Seit einer Woche wohne, „arbeite“ und esse ich in Aachen. Das liegt aus Schwarzackerperspektive unvorstellbar weit westlich und bietet genug Befremdliches für einen mittelschweren innerdeutschen Kulturschock. Hier ist die Brisanz der Integration unübersehbar deutlich. In der Idylle des Schwarzackers hört man ab und zu mal ein russisches Wort. Obst, Gemüse und Bier werden an der Ecke von einer asiatischen Familie verkauft, über deren genaue Herkunft ich leider keinerlei Kenntnis habe. Doch hier auf dem Adalbertsteinweg gehöre ich im Süpermarket gegenüber zu einer Minderheit und das ist keine Übertreibung. Um mich dem Kleidungsstil der Umgebung minimal anzupassen, trage ich die zurückgelassene Polyesterhose der polnischen Ex-Freundin und vermeide es, um nicht farblich aufzufallen, meine zartostrosa Regenjacke anzuziehen. Ich fühle mich ein wenig fremd in meiner zweiten Haut und gehe wenig vor die Tür.

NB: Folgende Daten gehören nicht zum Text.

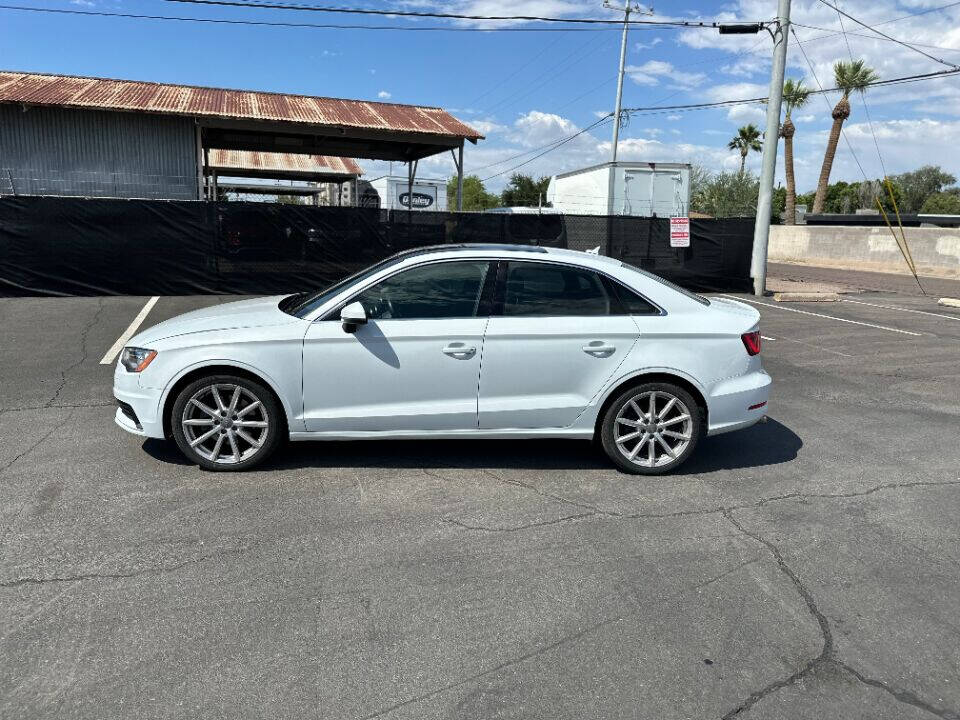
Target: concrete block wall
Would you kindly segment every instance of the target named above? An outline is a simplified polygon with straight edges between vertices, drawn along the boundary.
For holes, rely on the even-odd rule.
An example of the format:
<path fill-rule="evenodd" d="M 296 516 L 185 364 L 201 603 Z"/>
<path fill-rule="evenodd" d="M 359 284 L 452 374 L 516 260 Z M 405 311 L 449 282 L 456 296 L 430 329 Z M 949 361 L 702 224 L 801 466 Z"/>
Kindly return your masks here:
<path fill-rule="evenodd" d="M 920 275 L 960 278 L 960 228 L 904 228 L 904 233 Z M 887 227 L 774 225 L 768 258 L 841 270 L 910 273 Z"/>

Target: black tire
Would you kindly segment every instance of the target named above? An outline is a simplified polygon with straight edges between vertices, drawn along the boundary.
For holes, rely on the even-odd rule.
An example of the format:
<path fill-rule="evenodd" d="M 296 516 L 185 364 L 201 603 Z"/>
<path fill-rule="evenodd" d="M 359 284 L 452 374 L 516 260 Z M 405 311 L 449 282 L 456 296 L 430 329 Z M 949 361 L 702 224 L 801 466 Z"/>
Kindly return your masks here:
<path fill-rule="evenodd" d="M 649 421 L 651 395 L 657 409 L 657 422 Z M 641 405 L 645 407 L 638 415 Z M 651 429 L 654 430 L 652 435 Z M 687 436 L 687 439 L 667 436 L 664 432 Z M 633 433 L 638 436 L 631 439 Z M 656 439 L 658 434 L 659 440 Z M 682 387 L 665 382 L 644 383 L 626 389 L 607 408 L 600 426 L 600 442 L 607 457 L 620 470 L 634 475 L 662 475 L 675 470 L 690 457 L 702 434 L 703 416 L 696 401 Z M 675 457 L 671 457 L 663 443 L 672 449 Z M 651 445 L 653 464 L 649 464 Z M 633 460 L 628 457 L 631 452 L 636 453 Z"/>
<path fill-rule="evenodd" d="M 216 397 L 211 388 L 217 389 L 216 393 L 222 401 L 220 404 L 226 406 L 226 413 L 220 411 L 216 403 L 204 402 L 205 398 Z M 242 413 L 244 408 L 252 409 L 239 417 L 236 414 L 228 417 L 229 403 L 236 388 L 241 390 L 235 410 Z M 225 393 L 229 393 L 229 396 L 223 397 Z M 191 403 L 191 399 L 195 398 L 199 405 Z M 241 401 L 244 402 L 242 406 Z M 201 407 L 217 412 L 211 415 Z M 205 422 L 208 416 L 209 423 Z M 191 420 L 194 423 L 184 427 L 184 421 Z M 266 423 L 266 426 L 253 427 L 261 423 Z M 196 430 L 193 429 L 194 425 Z M 237 375 L 208 375 L 184 387 L 170 411 L 170 428 L 177 446 L 188 460 L 215 472 L 237 472 L 258 465 L 277 449 L 287 433 L 286 417 L 273 391 L 261 383 Z M 193 437 L 188 438 L 188 433 Z M 197 443 L 201 435 L 210 437 Z M 226 457 L 228 452 L 229 460 Z"/>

Heute jedoch scheint erstmals die Sonne und so beschließe ich, bevor ich übermorgen wieder gen Osten fahre, die Innenstadt zu erkunden und irgendwo zu Mittag zu essen. In der Fußgängerzone sehe ich schon von Weitem eine mittelmäßig lange Warteschlange an einem Imbiss. Den Andrang nehme ich als ein Zeichen für Qualität. Vermutlich gibt es dort zwar keine Bananen, aber sicher eine andere seltene Köstlichkeit, für die man sich im Westen in der Mittagspause bereitwillig anstellt. Als ich näher komme, erkenne ich eine Pommes-Bude. Hm, enttäuschend. Reflexartig weiche ich wieder einen Schritt zurück, beobachte das Treiben einige Minuten und rekapituliere, wie lange es her ist, dass ich Pommes gegessen habe: Zugegeben, an D.s Diplomfeier habe ich S. eine Pommes vom Teller geklaut, aber für mich habe ich seit Jahren keine Pommes mehr irgendwo bestellt.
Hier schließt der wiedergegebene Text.